Kirche als Ort der Hoffnung

Ähnlich wie der Film-Klassiker „Cabaret“ aus 1972 mit Liza Minnelli, in dem man mit aufreizenden Darbietungen zu verdrängen versuchte, was sich in Deutschland politisch zusammenbraute, werde auch der Gottesdienst unter diesen Tenor gestellt. „Der Film beginnt mit ‚Life is disappointing, forget it‘. So soll es auch im Gottesdienst sein“, erklärt Weigle. Während die Krisen draußen weiter ihren Lauf nehmen, soll man es sich in der Kirche für eine kurze Zeit gemütlich machen, etwas Freude, Hoffnung und Mut empfinden und selbst wenn man das nicht schaffe, soll man wenigstens einen Weg gezeigt bekommen, wo es lang geht.

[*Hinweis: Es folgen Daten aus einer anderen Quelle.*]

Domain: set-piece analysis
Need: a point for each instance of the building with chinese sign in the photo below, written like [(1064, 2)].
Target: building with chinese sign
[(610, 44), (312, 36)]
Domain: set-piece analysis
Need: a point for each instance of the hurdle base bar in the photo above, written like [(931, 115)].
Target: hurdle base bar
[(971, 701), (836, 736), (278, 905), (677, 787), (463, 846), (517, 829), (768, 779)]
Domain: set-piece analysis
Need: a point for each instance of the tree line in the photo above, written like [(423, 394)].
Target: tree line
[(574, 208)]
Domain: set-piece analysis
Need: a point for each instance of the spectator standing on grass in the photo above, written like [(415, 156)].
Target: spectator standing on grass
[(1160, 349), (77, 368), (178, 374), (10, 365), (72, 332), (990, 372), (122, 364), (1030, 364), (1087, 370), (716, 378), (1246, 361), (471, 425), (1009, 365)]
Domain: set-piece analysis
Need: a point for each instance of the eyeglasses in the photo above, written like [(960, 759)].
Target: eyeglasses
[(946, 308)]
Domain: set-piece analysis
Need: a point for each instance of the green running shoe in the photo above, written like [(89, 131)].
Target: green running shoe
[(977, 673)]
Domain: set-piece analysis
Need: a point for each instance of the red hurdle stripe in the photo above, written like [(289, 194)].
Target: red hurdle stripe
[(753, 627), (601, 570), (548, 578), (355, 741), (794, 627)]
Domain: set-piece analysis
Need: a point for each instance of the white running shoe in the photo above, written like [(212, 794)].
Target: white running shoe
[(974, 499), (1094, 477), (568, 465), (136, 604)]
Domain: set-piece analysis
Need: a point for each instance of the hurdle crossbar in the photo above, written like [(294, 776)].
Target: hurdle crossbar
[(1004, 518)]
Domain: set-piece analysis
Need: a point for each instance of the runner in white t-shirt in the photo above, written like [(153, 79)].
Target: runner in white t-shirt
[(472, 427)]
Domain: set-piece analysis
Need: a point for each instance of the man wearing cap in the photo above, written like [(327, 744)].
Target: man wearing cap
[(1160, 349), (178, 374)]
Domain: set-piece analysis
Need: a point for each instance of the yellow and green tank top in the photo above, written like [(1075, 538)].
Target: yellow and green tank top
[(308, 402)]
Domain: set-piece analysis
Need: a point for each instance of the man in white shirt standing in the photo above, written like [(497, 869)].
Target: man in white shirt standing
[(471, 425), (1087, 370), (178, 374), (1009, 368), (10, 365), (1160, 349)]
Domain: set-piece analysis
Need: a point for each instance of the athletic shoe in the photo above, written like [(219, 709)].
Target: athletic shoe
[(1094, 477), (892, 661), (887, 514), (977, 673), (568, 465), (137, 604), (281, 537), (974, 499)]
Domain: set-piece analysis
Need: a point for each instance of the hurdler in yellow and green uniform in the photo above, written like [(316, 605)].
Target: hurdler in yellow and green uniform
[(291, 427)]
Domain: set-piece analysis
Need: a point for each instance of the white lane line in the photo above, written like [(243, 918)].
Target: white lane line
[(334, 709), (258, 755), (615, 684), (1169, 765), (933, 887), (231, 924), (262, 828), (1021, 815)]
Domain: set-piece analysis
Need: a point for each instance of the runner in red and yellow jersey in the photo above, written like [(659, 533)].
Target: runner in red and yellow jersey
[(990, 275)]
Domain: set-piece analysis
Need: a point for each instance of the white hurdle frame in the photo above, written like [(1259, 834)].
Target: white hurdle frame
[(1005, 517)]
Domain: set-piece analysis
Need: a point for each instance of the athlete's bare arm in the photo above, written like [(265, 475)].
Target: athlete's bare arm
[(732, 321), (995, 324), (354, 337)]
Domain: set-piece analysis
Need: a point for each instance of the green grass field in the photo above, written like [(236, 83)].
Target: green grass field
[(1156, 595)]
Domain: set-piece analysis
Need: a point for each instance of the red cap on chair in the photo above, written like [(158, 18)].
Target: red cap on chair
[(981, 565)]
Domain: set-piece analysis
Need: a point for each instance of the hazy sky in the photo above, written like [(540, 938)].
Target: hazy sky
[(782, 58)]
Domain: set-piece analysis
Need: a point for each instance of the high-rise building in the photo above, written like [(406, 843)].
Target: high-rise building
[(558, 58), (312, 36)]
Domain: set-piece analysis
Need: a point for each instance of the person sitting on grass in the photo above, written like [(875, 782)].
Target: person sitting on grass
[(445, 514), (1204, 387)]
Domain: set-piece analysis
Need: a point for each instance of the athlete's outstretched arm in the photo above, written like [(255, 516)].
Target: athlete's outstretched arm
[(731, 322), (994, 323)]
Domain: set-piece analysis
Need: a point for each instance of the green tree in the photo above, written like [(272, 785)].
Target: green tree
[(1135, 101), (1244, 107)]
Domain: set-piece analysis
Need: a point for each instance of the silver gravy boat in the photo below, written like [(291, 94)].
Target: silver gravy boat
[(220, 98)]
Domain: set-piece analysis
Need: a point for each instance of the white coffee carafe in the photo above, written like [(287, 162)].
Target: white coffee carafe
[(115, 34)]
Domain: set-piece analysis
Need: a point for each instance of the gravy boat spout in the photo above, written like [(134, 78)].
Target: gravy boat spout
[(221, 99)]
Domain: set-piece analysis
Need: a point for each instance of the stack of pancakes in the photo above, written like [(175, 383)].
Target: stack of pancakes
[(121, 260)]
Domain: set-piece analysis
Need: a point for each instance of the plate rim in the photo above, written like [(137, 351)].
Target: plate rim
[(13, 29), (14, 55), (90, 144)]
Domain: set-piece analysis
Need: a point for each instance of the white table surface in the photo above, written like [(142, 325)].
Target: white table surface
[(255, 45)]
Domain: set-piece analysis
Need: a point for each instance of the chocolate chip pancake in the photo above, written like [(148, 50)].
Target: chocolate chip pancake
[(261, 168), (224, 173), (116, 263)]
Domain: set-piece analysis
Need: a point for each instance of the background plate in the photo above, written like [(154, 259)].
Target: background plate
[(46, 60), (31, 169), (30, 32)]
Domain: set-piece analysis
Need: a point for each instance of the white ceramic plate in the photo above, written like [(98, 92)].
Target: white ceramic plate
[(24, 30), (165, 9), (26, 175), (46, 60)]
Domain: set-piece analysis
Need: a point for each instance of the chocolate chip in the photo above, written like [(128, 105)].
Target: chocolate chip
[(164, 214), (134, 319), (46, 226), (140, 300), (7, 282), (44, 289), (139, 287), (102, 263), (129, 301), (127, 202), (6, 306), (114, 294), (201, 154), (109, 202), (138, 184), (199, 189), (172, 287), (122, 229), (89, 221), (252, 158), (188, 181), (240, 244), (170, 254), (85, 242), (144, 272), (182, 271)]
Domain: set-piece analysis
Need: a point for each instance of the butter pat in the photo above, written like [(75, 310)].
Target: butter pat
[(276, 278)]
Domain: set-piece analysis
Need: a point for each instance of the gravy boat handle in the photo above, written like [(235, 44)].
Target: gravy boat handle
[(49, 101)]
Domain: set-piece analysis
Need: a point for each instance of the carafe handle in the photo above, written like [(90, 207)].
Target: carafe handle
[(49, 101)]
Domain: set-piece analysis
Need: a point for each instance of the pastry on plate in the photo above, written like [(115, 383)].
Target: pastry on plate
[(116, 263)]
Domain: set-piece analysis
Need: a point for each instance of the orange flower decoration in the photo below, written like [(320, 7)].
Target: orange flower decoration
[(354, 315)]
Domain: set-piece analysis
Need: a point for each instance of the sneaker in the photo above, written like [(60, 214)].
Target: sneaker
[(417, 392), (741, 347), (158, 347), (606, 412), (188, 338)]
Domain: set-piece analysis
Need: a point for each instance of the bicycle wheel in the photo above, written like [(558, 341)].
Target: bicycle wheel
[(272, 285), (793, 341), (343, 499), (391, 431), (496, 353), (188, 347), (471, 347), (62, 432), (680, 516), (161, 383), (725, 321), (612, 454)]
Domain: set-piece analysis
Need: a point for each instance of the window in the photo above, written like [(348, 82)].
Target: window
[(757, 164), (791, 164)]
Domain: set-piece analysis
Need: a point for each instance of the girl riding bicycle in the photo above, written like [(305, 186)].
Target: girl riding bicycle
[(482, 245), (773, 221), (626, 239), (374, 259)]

Dazu eigne sich Weihnachten und die christliche Weihnachtsbotschaft gut, denn die zeige, dass die Freude, die man gibt, in das eigene Herz zurück komme, was in diesen Zeiten von Bedeutung sei. „Die Leute sollen es zu Weinachten ein bisschen nett haben, ein bisschen die Seele gestreichelt bekommen und ein positives Gefühl bekommen“, sagt Weigle. Das Leben sei zu kurz, um ein langes Gesicht zu machen.

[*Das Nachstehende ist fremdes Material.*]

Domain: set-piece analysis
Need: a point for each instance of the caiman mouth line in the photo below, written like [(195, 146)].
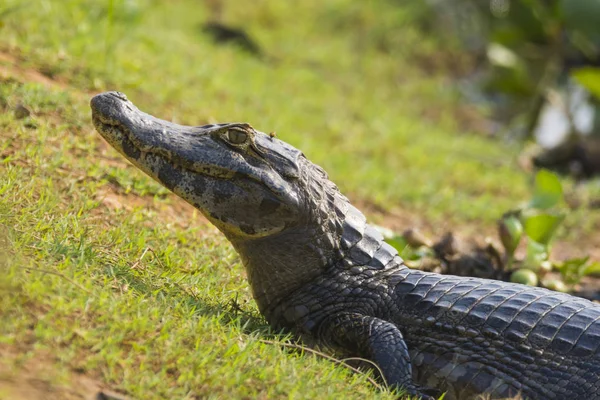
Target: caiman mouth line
[(115, 131)]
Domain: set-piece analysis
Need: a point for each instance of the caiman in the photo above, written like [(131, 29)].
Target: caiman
[(317, 269)]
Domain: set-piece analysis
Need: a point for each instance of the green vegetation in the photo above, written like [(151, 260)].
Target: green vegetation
[(105, 274)]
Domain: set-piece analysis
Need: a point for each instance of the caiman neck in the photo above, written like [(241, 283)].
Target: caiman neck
[(278, 265)]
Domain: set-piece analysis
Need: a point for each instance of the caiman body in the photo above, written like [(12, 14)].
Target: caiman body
[(316, 268)]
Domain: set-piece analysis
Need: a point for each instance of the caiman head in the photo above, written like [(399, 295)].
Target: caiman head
[(279, 211)]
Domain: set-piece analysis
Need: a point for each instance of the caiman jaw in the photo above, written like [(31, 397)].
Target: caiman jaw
[(224, 170)]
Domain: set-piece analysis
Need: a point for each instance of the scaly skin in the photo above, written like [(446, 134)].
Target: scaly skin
[(316, 268)]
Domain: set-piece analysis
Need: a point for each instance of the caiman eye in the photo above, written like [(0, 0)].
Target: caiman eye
[(236, 137)]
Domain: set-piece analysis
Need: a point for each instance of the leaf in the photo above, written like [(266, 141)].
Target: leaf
[(589, 78), (540, 227), (582, 16), (572, 269), (547, 192), (536, 254), (510, 231)]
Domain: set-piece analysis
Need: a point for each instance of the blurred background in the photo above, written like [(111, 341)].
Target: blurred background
[(436, 115)]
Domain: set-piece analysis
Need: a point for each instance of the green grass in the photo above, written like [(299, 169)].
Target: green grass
[(342, 81)]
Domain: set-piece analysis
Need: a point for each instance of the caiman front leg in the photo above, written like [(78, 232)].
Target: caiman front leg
[(376, 340)]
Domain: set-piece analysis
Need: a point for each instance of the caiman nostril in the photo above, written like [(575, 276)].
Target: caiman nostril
[(317, 269)]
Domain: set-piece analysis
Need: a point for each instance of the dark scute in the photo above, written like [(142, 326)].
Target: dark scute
[(130, 150), (268, 206), (169, 177)]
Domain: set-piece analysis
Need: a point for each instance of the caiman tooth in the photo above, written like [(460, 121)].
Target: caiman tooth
[(354, 227), (383, 256)]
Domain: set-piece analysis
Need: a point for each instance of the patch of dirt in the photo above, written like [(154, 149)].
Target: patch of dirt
[(175, 210), (10, 68), (35, 379)]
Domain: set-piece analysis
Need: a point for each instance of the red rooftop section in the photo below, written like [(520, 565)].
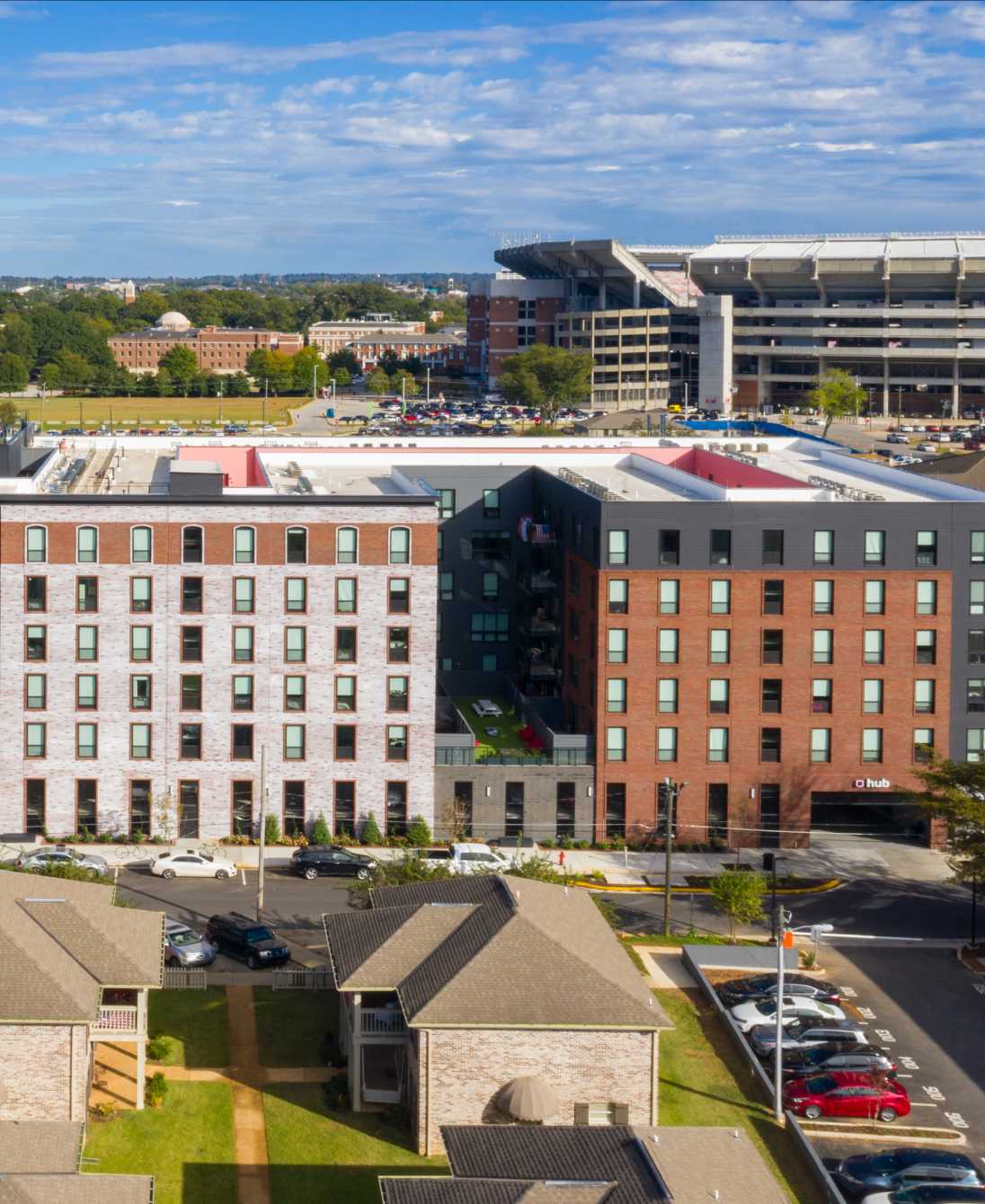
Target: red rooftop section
[(720, 470)]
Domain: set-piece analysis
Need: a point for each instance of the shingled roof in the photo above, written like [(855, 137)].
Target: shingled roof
[(478, 952), (62, 942)]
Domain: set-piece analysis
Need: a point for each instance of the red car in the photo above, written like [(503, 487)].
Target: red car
[(847, 1093)]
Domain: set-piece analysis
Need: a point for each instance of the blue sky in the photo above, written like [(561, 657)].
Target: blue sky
[(163, 137)]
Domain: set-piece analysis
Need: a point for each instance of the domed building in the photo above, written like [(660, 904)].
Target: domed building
[(173, 321)]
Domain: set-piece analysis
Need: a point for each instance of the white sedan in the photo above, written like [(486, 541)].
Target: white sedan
[(764, 1012), (191, 863)]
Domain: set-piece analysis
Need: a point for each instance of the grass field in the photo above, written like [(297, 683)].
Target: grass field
[(91, 412)]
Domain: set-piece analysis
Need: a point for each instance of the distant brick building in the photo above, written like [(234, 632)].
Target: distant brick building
[(217, 348)]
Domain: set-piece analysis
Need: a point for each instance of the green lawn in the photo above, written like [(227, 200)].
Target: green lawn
[(291, 1025), (187, 1144), (319, 1155), (705, 1081), (195, 1021)]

Mit speziellen Anforderungen und Herausforderungen habe man im Leben immer zu tun, auch er als Pfarrer. Da sei man nicht immer gleich fest in seinem Glauben. Die Krisen des Jahres hätten ihn persönlich nicht mehr beschäftigt, als die Krisen der Vergangenheit. „Was mich schon beschäftigt hat ist die Situation der vielen Menschen“, erklärt er. Während er als Pfarrer sehr priviligiert sei, gebe es zurzeit viele Menschen in großen Nöten, wenn auch nur wenige, die direkte Hilfe in der Kirche suchen würden.

Die Kirche hat auch ihre eigene Krise

Und ohnehin sei es kein Geheimnis, dass die Kirchgänger schwinden. Corona habe den Trend zwar beschleunigt, aber nicht verursacht. Mit dem Glauben habe das seiner Meinung nach nichts zu tun. „Die Leute glauben auch weiterhin – nur nicht an die Kirche. Sie erwarten von der Kirche nichts mehr“, erklärt Weigle. Deshalb habe er sich dazu entschieden, die Krisen bei der Weihnachtspredigt außen vor zu lassen, wenn es auch sicherlich den ein oder anderen Kollegen gebe, der das anders sieht.

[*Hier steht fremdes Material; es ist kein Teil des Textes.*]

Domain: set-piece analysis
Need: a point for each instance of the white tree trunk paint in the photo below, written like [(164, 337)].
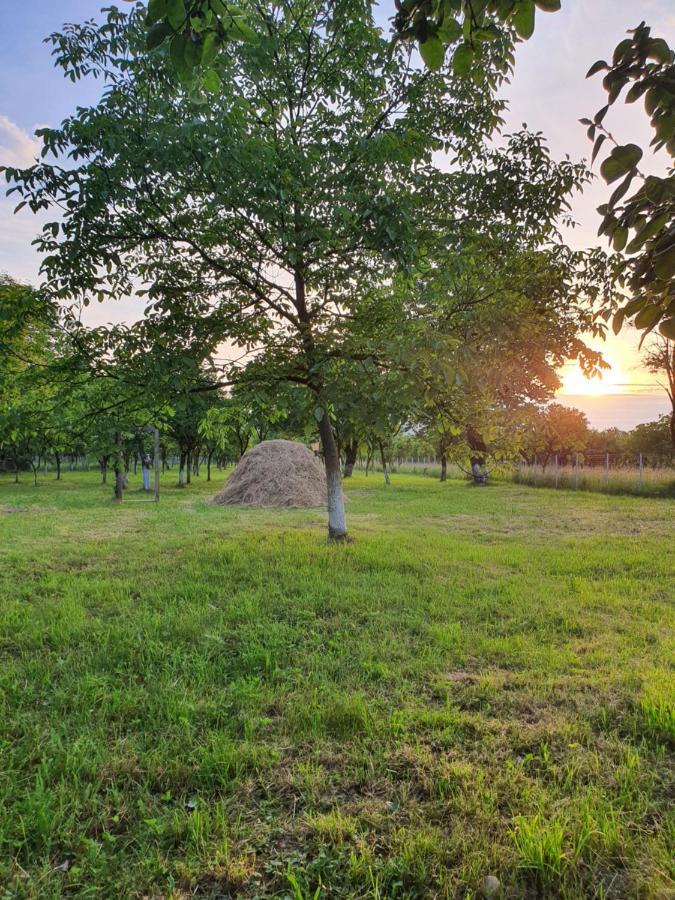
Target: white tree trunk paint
[(337, 521)]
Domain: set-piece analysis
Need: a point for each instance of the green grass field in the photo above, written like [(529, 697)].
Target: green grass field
[(211, 702)]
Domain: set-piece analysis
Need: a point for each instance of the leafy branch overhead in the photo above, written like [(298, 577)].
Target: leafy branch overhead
[(444, 30), (640, 226)]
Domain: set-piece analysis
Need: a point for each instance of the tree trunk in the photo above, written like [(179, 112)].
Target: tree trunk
[(118, 491), (351, 451), (385, 470), (337, 522)]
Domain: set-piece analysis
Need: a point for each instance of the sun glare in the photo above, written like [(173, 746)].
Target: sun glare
[(612, 381)]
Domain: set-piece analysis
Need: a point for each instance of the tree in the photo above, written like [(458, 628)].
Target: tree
[(660, 360), (561, 430), (501, 320), (641, 226), (652, 440), (262, 214), (197, 30)]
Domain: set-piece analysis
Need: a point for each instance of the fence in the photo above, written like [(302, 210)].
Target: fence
[(640, 473)]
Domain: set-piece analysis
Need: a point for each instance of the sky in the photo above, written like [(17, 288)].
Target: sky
[(548, 92)]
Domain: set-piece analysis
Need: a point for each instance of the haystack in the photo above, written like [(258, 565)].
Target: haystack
[(276, 473)]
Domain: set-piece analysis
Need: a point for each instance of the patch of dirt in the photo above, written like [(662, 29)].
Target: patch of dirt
[(276, 473), (8, 510), (461, 677)]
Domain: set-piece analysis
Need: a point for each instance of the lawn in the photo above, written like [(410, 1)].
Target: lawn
[(212, 702)]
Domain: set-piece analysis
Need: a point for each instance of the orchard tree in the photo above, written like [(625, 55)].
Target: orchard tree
[(262, 213), (508, 317), (659, 359), (640, 225), (561, 430), (444, 30)]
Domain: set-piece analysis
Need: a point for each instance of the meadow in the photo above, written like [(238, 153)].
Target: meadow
[(215, 702)]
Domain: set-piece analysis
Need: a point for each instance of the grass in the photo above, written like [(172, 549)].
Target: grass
[(213, 702)]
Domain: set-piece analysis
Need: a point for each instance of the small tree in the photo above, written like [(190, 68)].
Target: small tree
[(660, 360)]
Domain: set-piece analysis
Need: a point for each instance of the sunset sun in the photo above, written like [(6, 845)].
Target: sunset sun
[(612, 381)]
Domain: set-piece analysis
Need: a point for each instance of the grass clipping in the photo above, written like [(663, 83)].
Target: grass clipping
[(276, 473)]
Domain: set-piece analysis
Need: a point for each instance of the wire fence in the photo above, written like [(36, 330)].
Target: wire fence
[(610, 473)]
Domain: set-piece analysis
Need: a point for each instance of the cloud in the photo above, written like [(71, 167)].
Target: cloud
[(17, 147)]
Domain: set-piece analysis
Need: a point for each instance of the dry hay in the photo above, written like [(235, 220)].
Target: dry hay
[(276, 473)]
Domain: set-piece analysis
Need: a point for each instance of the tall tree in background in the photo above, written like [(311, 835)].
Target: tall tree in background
[(262, 213), (659, 359)]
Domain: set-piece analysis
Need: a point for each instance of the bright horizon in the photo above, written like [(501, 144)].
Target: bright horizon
[(548, 92)]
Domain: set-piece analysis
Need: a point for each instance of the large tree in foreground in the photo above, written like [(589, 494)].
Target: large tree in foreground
[(262, 213)]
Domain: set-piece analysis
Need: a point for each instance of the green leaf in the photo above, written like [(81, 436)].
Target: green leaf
[(463, 59), (156, 11), (193, 52), (523, 19), (619, 238), (433, 53), (175, 13), (212, 81), (667, 328), (157, 35), (596, 147), (242, 31), (620, 161), (664, 263), (449, 30), (597, 67), (617, 321), (648, 316), (659, 50), (177, 53), (211, 47), (648, 231)]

„Corona, Krieg in der Ukraine, Klimakatastrophe und Artensterben: all das ist eigentlich immer präsent“, sagt Weigle. Deshalb sei es wichtig, diese Sorgen abzustreifen, Ängste beiseite zu tun und sich auf das Wesentliche zu konzentrieren und nicht dieses Wesentliche noch mit Ängsten zu übermalen.

Eben dieses Wesentliche kann in diesem Jahr endlich wieder ohne Einschränkungen stattfinden: Zum Weihnachtsgottesdienst ist keine Maske mehr nötig, es darf gesungen werden und ohne Abstand – ganz so, wie Weihnachten in der Kirche nun einmal sein sollte. In der Kirche erinnert daran schon jetzt einiges, wie Weigle sagt: „Gestern bin ich abends an der Kirche vorbei, in der noch Licht brannte, und habe reingeschaut. Da wurde gerade der Weihnachtsbaum aufgebaut. Diese grüne Tanne, rote Kugeln und Kerzenschein: Das ist ein vertrauter Anblick. Da geht einem das Herz auf.“ Und das ist auch in Krisenzeiten erlaubt.